Wednesday 23 September 2009

Lady with Red Hair (1940)

Director: Curtis Bernhardt
Star: Miriam Hopkins

Mrs Leslie Carter is getting divorced, which would be nothing to speak at today, but this is 1889 and ethics and morals were a little different back then. She had married into riches in 1880 but seven years later sought a divorce on grounds of 'physical assault and abandonment'. The tables are quickly turned though. Her husband names a correspondent and Mrs Carter herself plays into his hands with a string of theatrical outbursts in the courtroom, so many months later she finds herself on the losing side, Chicago society turned against her as an adultress and a prohibition against seeing her son Dudley any more than once every two weeks, at Miss Humbert's School for Young Boys & Girls.

While she's far from poor she doesn't have the money to fight her rich husband on appeal, so she heads off to New York to raise the funds by becoming an actress. After all everyone's been suggesting that she's something of an actress all through the court case and she's played by Miriam Hopkins, so it can't be too hard. She has plenty of arrogance and presumption and while she moves into a theatrical boarding house full of struggling actors, he's blissfully happy to start at the top. She walks into no less a theatrical producer's office than that of David Belasco with a letter of reference expecting him to write a play for her. Needless to say it takes a little longer than that, especially as Belasco gives Claude Rains plenty of opportunity to demonstrate his talents, but she makes it. It takes her two years to get back to play Chicago where she conquers the boos and hisses and achieves everything except to win her son back.

This is based on a true story, adapted from the real Mrs Leslie Carter's memoirs and a story called Portrait of a Lady with Red Hair. However being Hollywood it doesn't bear a heck of a lot of resemblance to reality. Half the film ties to Mrs Carter's attempts to make the money to fight for her son who the courts and society have effectively taken from her, but in reality he chose to live with his mother right after the trial and was thus written out of his father's will. There's a struggle to make Belasco notice her, though in real life he was struck from the moment he met her. Then she has to learn to act though apparently the first thing Belasco noticed was her poise. When she finally marries again, it's to Lou Payne, a failed actor who leaves for a career in the stock companies as she prepares for success in New York. She did marry him in real life, but he was hardly relegated to the minor stages, having played opposite her often enough as his leading man.

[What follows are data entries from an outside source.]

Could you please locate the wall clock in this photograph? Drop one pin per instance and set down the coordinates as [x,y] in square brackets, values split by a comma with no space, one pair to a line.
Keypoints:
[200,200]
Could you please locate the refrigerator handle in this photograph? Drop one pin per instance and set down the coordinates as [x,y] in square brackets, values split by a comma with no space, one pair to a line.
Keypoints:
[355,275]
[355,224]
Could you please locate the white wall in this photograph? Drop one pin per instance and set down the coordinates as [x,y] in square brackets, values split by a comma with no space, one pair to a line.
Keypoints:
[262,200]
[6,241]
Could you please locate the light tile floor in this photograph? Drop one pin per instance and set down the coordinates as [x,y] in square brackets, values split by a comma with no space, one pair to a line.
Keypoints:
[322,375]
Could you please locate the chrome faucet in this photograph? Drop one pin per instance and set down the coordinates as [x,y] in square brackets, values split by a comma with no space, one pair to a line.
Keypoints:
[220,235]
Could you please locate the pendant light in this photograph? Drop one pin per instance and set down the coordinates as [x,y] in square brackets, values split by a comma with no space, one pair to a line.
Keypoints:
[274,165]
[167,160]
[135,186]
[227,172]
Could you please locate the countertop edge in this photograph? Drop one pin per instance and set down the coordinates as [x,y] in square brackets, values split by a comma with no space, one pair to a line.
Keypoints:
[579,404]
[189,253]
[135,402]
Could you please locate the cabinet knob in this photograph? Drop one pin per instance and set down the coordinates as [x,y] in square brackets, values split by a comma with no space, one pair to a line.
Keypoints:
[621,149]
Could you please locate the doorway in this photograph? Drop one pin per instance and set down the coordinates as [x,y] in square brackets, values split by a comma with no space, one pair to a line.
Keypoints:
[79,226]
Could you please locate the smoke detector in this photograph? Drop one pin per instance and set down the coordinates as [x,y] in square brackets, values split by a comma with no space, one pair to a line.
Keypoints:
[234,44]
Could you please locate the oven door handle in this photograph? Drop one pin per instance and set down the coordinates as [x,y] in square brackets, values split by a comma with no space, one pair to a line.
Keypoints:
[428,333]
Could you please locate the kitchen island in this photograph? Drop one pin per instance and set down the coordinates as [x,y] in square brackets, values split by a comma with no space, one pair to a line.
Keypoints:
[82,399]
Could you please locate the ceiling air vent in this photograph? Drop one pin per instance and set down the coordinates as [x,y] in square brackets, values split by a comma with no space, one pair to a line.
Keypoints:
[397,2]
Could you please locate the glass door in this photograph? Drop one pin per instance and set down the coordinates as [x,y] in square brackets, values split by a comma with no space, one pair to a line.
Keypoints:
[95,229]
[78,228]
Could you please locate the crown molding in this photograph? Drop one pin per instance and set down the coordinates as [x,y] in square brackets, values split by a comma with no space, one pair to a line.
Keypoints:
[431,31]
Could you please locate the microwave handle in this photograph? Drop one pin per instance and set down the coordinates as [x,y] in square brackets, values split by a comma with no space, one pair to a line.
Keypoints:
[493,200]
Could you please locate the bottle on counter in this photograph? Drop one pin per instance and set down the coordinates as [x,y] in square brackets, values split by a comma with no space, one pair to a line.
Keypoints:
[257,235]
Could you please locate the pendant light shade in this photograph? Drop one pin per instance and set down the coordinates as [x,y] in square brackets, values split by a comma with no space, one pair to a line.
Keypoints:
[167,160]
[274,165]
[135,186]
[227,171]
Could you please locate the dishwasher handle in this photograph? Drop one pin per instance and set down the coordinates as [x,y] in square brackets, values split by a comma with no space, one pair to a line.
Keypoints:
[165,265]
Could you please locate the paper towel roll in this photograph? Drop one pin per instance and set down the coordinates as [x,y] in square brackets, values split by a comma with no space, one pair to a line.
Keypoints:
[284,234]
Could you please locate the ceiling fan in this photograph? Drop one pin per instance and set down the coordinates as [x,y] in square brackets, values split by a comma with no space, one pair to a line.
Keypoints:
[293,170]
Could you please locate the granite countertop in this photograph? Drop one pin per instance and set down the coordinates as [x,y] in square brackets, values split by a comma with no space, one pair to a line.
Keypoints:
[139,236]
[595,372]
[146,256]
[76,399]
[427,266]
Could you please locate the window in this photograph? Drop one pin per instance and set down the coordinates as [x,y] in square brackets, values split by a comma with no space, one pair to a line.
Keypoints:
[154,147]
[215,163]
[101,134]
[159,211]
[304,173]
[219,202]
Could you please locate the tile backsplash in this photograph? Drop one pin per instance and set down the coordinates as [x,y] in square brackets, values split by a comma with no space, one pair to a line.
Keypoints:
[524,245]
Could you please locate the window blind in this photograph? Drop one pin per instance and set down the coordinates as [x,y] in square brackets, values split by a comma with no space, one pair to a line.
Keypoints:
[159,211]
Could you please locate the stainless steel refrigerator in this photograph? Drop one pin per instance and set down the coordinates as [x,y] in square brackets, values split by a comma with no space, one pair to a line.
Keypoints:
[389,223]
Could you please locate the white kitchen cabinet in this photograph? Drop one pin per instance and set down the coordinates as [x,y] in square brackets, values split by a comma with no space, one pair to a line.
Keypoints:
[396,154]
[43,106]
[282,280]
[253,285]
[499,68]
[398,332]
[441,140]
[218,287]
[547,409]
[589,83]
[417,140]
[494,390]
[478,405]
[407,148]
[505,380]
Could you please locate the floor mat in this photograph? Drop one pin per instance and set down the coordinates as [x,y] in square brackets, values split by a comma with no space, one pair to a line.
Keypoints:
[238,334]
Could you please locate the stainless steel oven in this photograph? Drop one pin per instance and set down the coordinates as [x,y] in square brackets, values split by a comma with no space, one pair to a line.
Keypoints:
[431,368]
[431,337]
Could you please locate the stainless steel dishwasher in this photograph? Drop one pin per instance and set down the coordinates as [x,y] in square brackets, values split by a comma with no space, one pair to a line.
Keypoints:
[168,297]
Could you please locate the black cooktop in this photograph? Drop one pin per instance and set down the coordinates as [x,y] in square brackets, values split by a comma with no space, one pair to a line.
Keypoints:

It's almost easy to overlook Hollywood departures from the truth when making biopics because once you've seen enough of them, you don't expect the truth because it's so rare that its presence is more surprising than its absence. What mattered were the performances and the scenes, Hollywood paying a lot of attention to Samuel Goldwyn's famous line about a good film having three good scenes and no bad ones. This has a number of good scenes, mostly through good performances. The best has Claude Rains flouncing about outside the theatre on the first night of her second play, the one that succeeds and makes her a star. While he knows precisely how his players should act and drives them ruthlessly to get there, he's utterly terrified of walking out onto the stage himself and he's full of pessimism about whether the applause is real or just politeness.

While Claude Rains could never just be a supporting actor and he's excellent here in yet another hairstyle and with some powerfully bold eyebrows, this film belongs to Miriam Hopkins as the lead. There are some sharp supporting turns to help her. Mona Barrie is a deliciously polite yet vicious society lady who causes Mrs Carter so much trouble in Chicago. Helen Westley is even better as the proprietress of the theatrical boarding house Mrs Carter finds in New York. Richard Ainley and Laura Hope Crews are decent but mostly just there. The film doesn't do much more than that, telling the story of its leading character with capability but not too much style. 'David Belasco can make an actress out of a telegraph pole,' says David Belasco, a real producer with a talent for making hits. I wonder what he'd have done with this film.